Conditions for the existence and uniqueness of a solution of the Cauchy problem $$u^{\text{'}}\left(t\right)=p\left(t\right)u\left(\tau \left(t\right)\right)+q\left(t\right),u\left(a\right)=c,$$ established in [2], are formulated more precisely and refined for the special case, where the function $\tau$ maps the interval $]a,b[$ into some subinterval $[{\tau }_0,{\tau }_1]\subseteq [a,b]$, which can be degenerated to a point.

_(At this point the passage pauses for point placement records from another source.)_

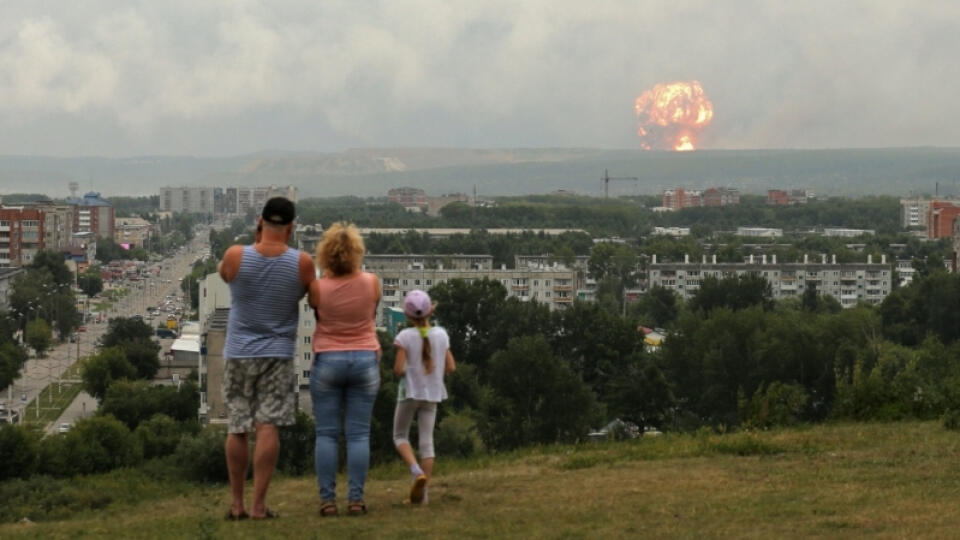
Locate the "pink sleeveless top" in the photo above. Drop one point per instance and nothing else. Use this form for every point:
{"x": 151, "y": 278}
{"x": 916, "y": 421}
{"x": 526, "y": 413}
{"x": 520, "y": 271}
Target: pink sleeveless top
{"x": 345, "y": 314}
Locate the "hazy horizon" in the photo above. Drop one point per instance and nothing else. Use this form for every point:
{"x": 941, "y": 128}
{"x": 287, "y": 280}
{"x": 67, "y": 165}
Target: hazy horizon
{"x": 217, "y": 79}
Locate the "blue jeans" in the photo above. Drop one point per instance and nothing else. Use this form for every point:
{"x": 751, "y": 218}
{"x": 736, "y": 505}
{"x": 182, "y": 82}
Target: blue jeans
{"x": 344, "y": 381}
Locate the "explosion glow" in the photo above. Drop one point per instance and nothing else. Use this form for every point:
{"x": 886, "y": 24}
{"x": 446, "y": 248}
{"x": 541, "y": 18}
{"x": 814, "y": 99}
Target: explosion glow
{"x": 670, "y": 116}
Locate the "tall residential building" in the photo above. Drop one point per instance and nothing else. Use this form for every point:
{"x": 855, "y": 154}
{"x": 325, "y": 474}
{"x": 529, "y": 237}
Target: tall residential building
{"x": 785, "y": 197}
{"x": 411, "y": 198}
{"x": 721, "y": 197}
{"x": 678, "y": 198}
{"x": 21, "y": 234}
{"x": 6, "y": 280}
{"x": 940, "y": 217}
{"x": 554, "y": 287}
{"x": 92, "y": 214}
{"x": 849, "y": 283}
{"x": 215, "y": 298}
{"x": 913, "y": 212}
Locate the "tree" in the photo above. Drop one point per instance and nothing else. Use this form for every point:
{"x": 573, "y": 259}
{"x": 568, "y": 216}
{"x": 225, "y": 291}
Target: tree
{"x": 90, "y": 281}
{"x": 133, "y": 402}
{"x": 102, "y": 369}
{"x": 735, "y": 293}
{"x": 12, "y": 358}
{"x": 18, "y": 446}
{"x": 536, "y": 398}
{"x": 99, "y": 444}
{"x": 38, "y": 336}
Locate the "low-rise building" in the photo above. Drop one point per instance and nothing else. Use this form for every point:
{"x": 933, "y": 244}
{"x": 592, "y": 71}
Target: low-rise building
{"x": 913, "y": 212}
{"x": 215, "y": 298}
{"x": 555, "y": 287}
{"x": 759, "y": 232}
{"x": 849, "y": 283}
{"x": 940, "y": 218}
{"x": 458, "y": 261}
{"x": 6, "y": 281}
{"x": 676, "y": 232}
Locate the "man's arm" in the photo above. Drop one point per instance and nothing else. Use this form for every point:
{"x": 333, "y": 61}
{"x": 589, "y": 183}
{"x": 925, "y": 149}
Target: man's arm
{"x": 308, "y": 272}
{"x": 230, "y": 264}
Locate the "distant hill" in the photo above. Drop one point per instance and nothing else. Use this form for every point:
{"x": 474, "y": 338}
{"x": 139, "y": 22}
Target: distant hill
{"x": 372, "y": 171}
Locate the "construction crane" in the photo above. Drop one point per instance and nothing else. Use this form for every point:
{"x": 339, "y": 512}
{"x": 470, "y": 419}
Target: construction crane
{"x": 607, "y": 178}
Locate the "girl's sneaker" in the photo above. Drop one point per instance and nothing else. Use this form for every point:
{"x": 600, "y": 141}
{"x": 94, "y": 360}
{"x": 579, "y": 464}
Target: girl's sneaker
{"x": 419, "y": 489}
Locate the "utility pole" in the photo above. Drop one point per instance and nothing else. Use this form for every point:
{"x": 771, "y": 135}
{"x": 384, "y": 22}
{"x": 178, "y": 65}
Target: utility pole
{"x": 607, "y": 178}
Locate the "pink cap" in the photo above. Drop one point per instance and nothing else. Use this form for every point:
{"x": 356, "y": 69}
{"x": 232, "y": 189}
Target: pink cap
{"x": 417, "y": 304}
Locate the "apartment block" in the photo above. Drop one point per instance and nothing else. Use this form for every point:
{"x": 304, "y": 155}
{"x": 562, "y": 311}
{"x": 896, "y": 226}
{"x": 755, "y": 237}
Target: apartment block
{"x": 721, "y": 197}
{"x": 555, "y": 287}
{"x": 849, "y": 283}
{"x": 93, "y": 214}
{"x": 21, "y": 234}
{"x": 377, "y": 263}
{"x": 940, "y": 218}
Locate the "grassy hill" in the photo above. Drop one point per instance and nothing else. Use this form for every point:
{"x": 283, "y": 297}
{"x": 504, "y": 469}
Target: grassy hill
{"x": 850, "y": 480}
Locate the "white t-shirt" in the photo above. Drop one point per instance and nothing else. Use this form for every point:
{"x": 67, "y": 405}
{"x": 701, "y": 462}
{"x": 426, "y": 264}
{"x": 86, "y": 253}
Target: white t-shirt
{"x": 416, "y": 384}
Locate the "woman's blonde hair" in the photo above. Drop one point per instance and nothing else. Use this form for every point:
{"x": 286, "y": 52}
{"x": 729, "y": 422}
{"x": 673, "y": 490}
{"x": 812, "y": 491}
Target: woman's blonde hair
{"x": 341, "y": 250}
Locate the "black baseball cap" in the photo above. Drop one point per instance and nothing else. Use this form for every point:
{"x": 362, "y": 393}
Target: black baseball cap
{"x": 279, "y": 211}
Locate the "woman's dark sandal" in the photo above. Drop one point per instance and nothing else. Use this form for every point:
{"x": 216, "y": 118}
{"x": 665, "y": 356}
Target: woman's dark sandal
{"x": 356, "y": 508}
{"x": 236, "y": 517}
{"x": 269, "y": 514}
{"x": 328, "y": 509}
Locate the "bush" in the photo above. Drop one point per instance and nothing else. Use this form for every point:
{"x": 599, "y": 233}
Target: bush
{"x": 951, "y": 420}
{"x": 19, "y": 450}
{"x": 158, "y": 436}
{"x": 203, "y": 458}
{"x": 457, "y": 436}
{"x": 778, "y": 404}
{"x": 98, "y": 444}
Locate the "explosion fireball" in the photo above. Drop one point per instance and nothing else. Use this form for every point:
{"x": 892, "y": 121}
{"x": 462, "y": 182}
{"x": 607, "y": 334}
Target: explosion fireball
{"x": 670, "y": 116}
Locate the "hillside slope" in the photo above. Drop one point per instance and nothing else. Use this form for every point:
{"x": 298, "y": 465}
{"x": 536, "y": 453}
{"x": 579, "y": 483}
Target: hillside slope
{"x": 890, "y": 480}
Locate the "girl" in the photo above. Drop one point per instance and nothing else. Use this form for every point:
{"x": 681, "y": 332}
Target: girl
{"x": 420, "y": 350}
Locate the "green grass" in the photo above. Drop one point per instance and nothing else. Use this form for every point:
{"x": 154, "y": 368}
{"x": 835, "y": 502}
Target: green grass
{"x": 848, "y": 480}
{"x": 54, "y": 399}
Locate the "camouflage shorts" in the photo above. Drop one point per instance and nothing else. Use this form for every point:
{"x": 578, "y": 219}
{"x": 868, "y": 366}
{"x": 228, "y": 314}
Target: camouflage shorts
{"x": 259, "y": 390}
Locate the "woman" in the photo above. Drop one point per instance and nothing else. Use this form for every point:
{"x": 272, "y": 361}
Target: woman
{"x": 346, "y": 375}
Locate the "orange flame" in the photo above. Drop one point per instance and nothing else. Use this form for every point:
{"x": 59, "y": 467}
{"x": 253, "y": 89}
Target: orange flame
{"x": 670, "y": 116}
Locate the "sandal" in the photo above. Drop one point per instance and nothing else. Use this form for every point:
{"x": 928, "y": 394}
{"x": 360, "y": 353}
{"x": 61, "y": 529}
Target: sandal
{"x": 236, "y": 517}
{"x": 328, "y": 509}
{"x": 356, "y": 508}
{"x": 417, "y": 489}
{"x": 268, "y": 514}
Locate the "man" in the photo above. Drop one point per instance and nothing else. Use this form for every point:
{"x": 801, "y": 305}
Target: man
{"x": 267, "y": 280}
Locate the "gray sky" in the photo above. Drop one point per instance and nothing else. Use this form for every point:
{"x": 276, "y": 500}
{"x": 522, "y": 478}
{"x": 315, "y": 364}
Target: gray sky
{"x": 118, "y": 78}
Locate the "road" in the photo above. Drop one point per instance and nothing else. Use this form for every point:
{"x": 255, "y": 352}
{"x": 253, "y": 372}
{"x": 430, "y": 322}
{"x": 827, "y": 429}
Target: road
{"x": 39, "y": 372}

The asymptotic properties of solutions of the equation $u^{\text{'}\text{'}\text{'}}\left(t\right)=p_1\left(t\right)u\left({\tau }_1\left(t\right)\right)+p_2\left(t\right)u^{\text{'}}\left({\tau }_2\left(t\right)\right)$, are investigated where $p_i:[a,+\infty [\to R(i=1,2)$ are locally summable functions, ${\tau }_i:[a,+\infty [\to R(i=1,2)$ measurable ones and ${\tau }_i\left(t\right)\ge t(i=1,2)$. In particular, it is proved that if $p_1\left(t\right)\le 0$, $p_2^2\left(t\right)\le \alpha \left(t\right)\left|p_1\left(t\right)\right|$, $${\int }_a^{+\infty }{[{\tau }_1\left(t\right)-t]}^2{p}_1\left(t\right)dt<+\infty \text{and}{\int }_a^{+\infty }\alpha \left(t\right)dt<+\infty ,$$ then each solution with the first derivative vanishing at infinity is of the Kneser type and a set of all such solutions forms a one-dimensional linear space.